これでプルプルしていたら完全に紳の部屋……いえなんでも。


「未来予言……君は僕に負ける。」


「……!」


声が発した方を向きながら後ろに飛びのく。

ぺらぺらと厚い本を捲る青年が一人。

未来予言、と言ったかな彼は。


「そうか……“天の書記(チョイス)”。メタトロン、貴方の持つ禁書ですね?」


「その通り。未来を見るのではなく予言……。書き込む事によりそれは起こる。ただ……実現可能な未来のみ、だが。」


「それでも人にとっては十分奇跡に通じますよ。」


メタトロンは、世界と同等の大きさの体を持つ他に類を見ない大天使だ。大きさ的な意味で。

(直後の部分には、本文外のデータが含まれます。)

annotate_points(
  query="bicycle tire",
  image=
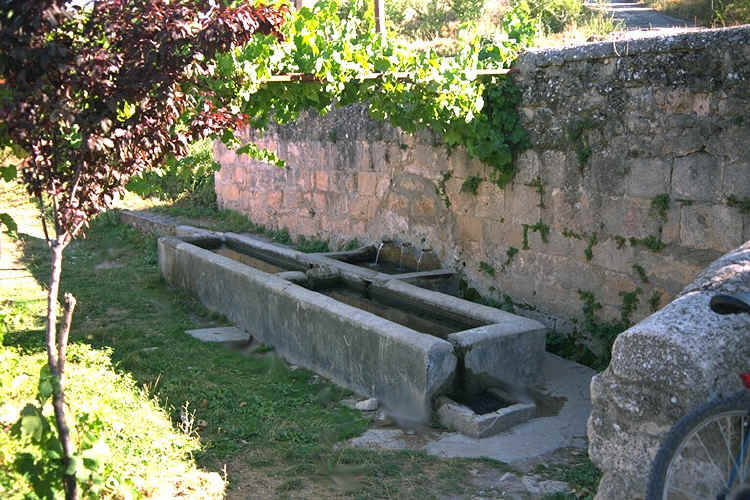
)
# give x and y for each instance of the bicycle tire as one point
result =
(691, 425)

彼は鎧“神の代理人(デウス)”、矢“契約の天使(アゲロス)”、本“天の書記”、そして剣“炎の柱(コラスィ)”の術式兵装を持つ。

生身の人間が敵うはずもない。


「私が負ける。確かに貴方の実力を以てすれば簡単で、実現可能でしょう。」


「当然。ほら……昇っていく。」


「な……これは……。」


体から光が漏れだしている。

黒く淀んだ光だ。

そして同時に感じる。

私の中にいた負悪魔が……消えた。


「未来予言……というより未来の先取りかな。君は僕に負ける事で中の者は消える……。」


「ふ、ふふふはははははははは。」


「ふ……意味分かったかな?」


「ええ。それはもう。」


烈電『雷』を引き抜き構える。


「貴方は今私に一つの希望を示した。中の者が消える理由は二つ。名を冠す者と同化した時。そして、死ぬ時。」


「その通り……。それで?」


「貴方は希望を示した。二つの道を作る事でね。」


つまり、中の者が未来で消えたということは。

私は死ぬか、もしくはメタトロンと同化している。


「満足かな……?」


「それはもう。これだけの、この程度の希望で十分です。『走光電雷』!」


走る雷が決闘開始の合図を上げた。